Het hof overweegt hierover het volgende. De deskundige heeft in zijn rapport aangegeven op welke wijze hij de vochtigheid van de gevels en de wijze waarop de kunstoffolie waterkering is aangebracht op het betonnen funderingswerk heeft onderzocht en welke zijn bevindingen op grond daarvan zijn (blz. 2). Het is aan de deskundige om aan de hand van de hem gestelde vragen, de hem verstrekte gegevens en de situatie zoals hij deze aantreft zijn onderzoek in te kleden op de wijze die hij passend acht. In dit geval heeft de deskundige zijn werkwijze inzichtelijk gemaakt en zijn daarop gebaseerde conclusies duidelijk verwoord. Daarmee heeft hij naar het oordeel van het hof zijn taak op juiste wijze uitgevoerd. De zinsnede over de DPC-folie die door [appellanten] wordt aangehaald, is niet volledig.
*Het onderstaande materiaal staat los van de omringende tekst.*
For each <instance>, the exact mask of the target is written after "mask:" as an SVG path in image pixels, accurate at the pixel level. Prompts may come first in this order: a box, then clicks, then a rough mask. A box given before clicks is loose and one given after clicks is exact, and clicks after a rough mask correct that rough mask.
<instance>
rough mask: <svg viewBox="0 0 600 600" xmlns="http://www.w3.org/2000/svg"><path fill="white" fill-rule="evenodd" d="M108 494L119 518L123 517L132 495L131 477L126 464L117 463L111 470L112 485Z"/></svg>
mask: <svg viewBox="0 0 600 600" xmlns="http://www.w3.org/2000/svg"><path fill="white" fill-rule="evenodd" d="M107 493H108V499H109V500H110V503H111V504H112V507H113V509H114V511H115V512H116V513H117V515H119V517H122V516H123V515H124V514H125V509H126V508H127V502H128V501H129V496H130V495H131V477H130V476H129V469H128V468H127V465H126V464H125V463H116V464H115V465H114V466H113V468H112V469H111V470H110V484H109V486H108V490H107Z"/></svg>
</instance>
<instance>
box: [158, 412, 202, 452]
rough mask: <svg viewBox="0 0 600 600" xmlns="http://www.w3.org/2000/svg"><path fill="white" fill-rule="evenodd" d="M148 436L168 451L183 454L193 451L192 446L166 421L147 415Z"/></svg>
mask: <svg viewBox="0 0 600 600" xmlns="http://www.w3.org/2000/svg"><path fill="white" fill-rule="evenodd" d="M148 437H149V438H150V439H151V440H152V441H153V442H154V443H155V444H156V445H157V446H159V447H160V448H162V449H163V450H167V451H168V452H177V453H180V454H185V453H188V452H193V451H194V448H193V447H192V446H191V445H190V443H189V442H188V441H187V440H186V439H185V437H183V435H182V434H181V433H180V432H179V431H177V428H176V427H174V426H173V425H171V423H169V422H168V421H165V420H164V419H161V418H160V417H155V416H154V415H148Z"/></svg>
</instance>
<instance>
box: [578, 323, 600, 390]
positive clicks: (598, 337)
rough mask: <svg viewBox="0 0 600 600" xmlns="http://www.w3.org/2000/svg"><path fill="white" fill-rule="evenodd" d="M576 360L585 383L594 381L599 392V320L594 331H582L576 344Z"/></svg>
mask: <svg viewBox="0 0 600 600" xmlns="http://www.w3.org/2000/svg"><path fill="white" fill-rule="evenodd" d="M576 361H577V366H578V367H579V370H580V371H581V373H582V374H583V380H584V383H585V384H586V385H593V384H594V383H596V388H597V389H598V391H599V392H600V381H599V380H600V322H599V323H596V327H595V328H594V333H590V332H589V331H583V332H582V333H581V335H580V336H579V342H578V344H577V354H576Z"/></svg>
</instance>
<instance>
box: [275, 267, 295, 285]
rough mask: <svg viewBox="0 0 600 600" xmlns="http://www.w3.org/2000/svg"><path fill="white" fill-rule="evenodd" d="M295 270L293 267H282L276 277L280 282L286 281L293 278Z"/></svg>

Het commentaar van de deskundige is tevens dat onduidelijk is aangegeven waar de DPC-folie wel is aangebracht. Hieruit blijkt in ieder geval dat de deskundige deze kwestie onder ogen heeft gezien. Volgens [appellanten] is er bij vochtig weer wel vocht in de gevels van de woning, maar zij laten na deze stelling met concrete gegevens te onderbouwen; in ieder geval wordt door hen niet onderbouwd dat en in hoeverre hierbij sprake is van een gevolg van een onjuist aangebrachte waterkering. Bij zijn antwoord op vraag 2. heeft de deskundige genoegzaam uiteengezet wat hij in verband met de vraagstelling van het deskundigenbericht bedoelt met de Duitse methode en wat de relevantie daarvan is. De algemene constatering van de deskundige dat de onderzochte zaken geen invloed hebben op het normaal gebruik van de woning, vloeit kennelijk voort uit zijn onderzoek van de verschillende kwesties die de kantonrechter en (in aanvulling daarop) partijen aan hem hebben voorgelegd en wordt door [appellanten] in hun commentaar op het deskundigenbericht ook niet voldoende gemotiveerd weerlegd.
4.15
Al met al heeft de deskundige naar het oordeel van het hof op adequate wijze het gevraagde onderzoek uitgevoerd en inzichtelijk gemaakt welke zijn bevindingen en daarop gebaseerde conclusies zijn. Dit betekent dat ook het hof het rapport overneemt en tot het zijne maakt. De hiertegen gerichte grieven IV en V (voor het overige) worden daarom verworpen.
4.16
Grief VII betreft de afwijzing van onderdeel (II) van de vordering van [appellanten] en bouwt voort op de eerdere zes grieven. Nu die grieven zijn verworpen, is dat ook het geval met grief VII. Grief VIII betreft de afwijzing van het beroep op dwaling op de grond dat het gebrek aan de vochtkering in de gevels niet is komen vast te staan. Nu dit laatste ook naar het oordeel van het hof niet het geval is, ontbreekt een grondslag voor een beroep op dwaling zodat grief VIII wordt verworpen. Hetzelfde geldt voor grief IX inzake de afwijzing van de kosten van het rapport van de door [appellanten] ingeschakelde partijdeskundige en grief X inzake het dictum van het eindvonnis van 4 december 2013 en de daarin opgenomen compensatie van proceskosten.
4.17
Nu alle grieven zijn verworpen, worden de vonnissen waarvan beroep bekrachtigd met veroordeling van [appellanten] als de in het ongelijk gestelde partij in de kosten van het hoger beroep. Door [appellanten] zijn voor het overige geen feiten of omstandigheden gesteld die, indien bewezen, tot een ander resultaat leiden zodat hun bewijsaanbod als niet relevant wordt gepasseerd. [appellanten] hebben terugbetaling gevorderd van hetgeen zij uit hoofde van het eindvonnis hebben voldaan, maar daarvoor is bij deze stand van zaken geen grond aanwezig, nog afgezien van het feit dat zij niet hebben aangegeven wat zij zouden hebben betaald.

5.De uitspraak

Het hof:
bekrachtigt het tussenvonnis van 20 februari 2013 en het eindvonnis van 4 december 2013, waarvan beroep;
veroordeelt [appellanten] in de kosten van het geding in hoger beroep, tot op deze uitspraak aan de zijde van [geïntimeerde] begroot op € 704,= aan vast recht en op € 1.158,= aan salaris advocaat;
wijst af het meer of anders gevorderde.
Dit arrest is gewezen door mrs. B.A. Meulenbroek, M.G.W.M. Stienissen en Th.J.A. Kleijngeld en in het openbaar uitgesproken door de rolraadsheer op 23 juni 2015.